Thanks to a grapevine stretching to John "the Architect" Driscoll, the Systems Science PhD program, headquartered in the Harder House (PSU campus) invited me to give a brown bag lunch presentation, an almost weekly event when school is in session, this past Friday (March 9). Dr. Wayne Wakeland introduced me. Some people lurked from remote locations.
My topic: the concept of "dimension" in Synergetics.
"Dimension" is a slippery concept in some ways, as mass, temperature, time, pressure are dimensions, relative to standard units of each, while space is commonly given three dimensions to establish location, named X, Y and Z dimensions.
Conceptually, we may need only an XY grid to establish which piece goes where on a chessboard (King to (r3, c2)), so we say chessboards are 2D, whereas rulers might be 1D. However a chessboard is more obviously spatial and we simply choose to neglect the board's thickness. Does "neglect" of a dimension make it go away entirely? Out of sight, out of mind.

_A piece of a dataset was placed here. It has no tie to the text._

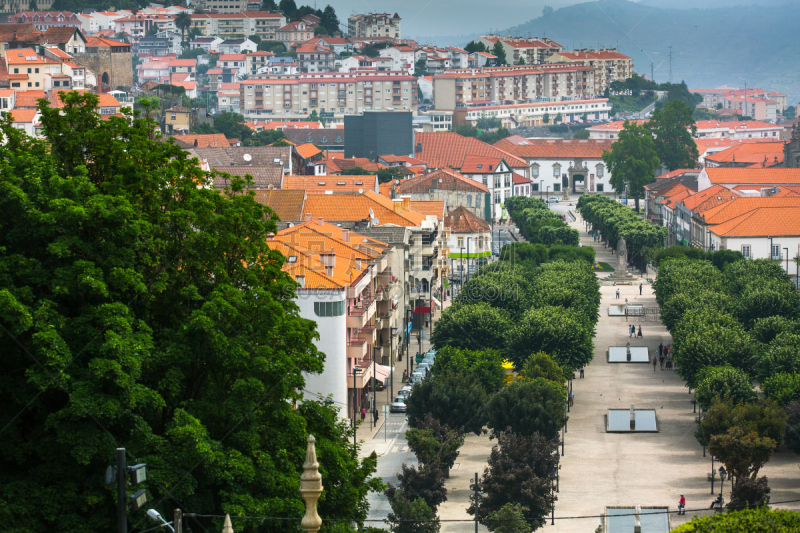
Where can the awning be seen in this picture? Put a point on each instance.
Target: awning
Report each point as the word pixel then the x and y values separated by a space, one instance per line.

The dimension concept is even more complicated than that though, and we got into that in the midst of making some elbow room for Fuller's meaning, which starts pretty much where Kant starts: space is a priori, a given of experience. Adding time the way Einstein does, is different from adding more dimensions of space the way Coxeter does. Different language games arise, each making use of "4D".
Fuller's paradigm volume, in terms of shape, is neither a cube nor a sphere, but a tetrahedron, of four corners, four faces. The language games he builds around his core space concept somewhat diverge from those we learn in school, so much of this was new information to those present. I'm aiming to share some of the same info with summer school students, as part of their literary heritage.

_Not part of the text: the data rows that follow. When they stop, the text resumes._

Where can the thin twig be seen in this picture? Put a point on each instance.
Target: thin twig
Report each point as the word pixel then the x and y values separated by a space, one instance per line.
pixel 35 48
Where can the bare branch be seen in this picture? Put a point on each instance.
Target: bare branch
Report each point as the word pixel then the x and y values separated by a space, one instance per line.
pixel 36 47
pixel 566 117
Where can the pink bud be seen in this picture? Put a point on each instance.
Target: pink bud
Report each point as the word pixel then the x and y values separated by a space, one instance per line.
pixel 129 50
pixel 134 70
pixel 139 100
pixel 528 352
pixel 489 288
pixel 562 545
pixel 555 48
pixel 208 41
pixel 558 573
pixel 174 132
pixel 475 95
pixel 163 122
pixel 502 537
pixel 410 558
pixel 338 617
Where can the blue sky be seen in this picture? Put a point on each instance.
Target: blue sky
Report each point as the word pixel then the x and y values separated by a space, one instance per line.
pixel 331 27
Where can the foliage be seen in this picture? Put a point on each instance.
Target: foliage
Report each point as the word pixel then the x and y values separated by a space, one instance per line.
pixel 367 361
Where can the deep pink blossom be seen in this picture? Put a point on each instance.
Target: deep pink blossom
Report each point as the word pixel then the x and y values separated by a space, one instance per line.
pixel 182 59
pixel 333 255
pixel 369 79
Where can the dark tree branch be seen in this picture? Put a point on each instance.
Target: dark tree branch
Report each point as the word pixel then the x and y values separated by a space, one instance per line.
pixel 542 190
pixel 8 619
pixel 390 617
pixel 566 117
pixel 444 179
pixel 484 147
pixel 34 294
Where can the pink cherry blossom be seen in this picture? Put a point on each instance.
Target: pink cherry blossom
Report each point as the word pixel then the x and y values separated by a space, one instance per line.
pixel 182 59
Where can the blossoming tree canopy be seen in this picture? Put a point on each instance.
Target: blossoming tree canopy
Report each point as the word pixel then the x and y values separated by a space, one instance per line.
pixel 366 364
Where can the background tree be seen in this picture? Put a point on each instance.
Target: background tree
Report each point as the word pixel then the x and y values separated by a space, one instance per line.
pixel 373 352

I also learned quite a bit, as one of the students mentioned being led to the writings of Donella H. "Dana" Meadows through Fuller's. I wasn't sure who that was, and as it turned out, my friend Patrick, with whom I went walking that same Friday afternoon, had been in her courses at Dartmouth. He filled me in. Dana Meadows, and her husband Dennis, have a lot to do with Systems Science as we know it today.
My overlap with Systems Science is General Systems Theory (GST). I see these as quasi-synonymous, in terms of opening a large umbrella, under which we'll find many approaches to modeling and data representation. There's a cybernetic flavor, meaning we're equipped with all the tools of Cyberia, our Global U. The so-called Noosphere is a temporal-energetic phenomenon these days.
I talked about the Fuller Projection for data sharing as another invention, relating to his "geoscope" or "macroscope" (the "concentric hierarchy" having been my main focus), and how after the World Game chapter, it mostly stays back burner and on the shelf because of its apolitical nature (no political boundaries mar its surface).
"Talk about quixotic!" quipped the same student who mentioned Meadows. I raise the question of Fuller's "quixoticness" with reference to his daring naively to critique XYZ thinking at the "three dimensionality" of space, conventions we mostly never revisit in later life.
As children we may have our doubts, about the sustainability of "nation-states" included, but in the press of events we usually come to abandon both our skepticism and idealism, along with our teddy bears. We stop pooh poohing zero dimensional points creating infinitely long lines, and settle in to take them seriously, for the duration.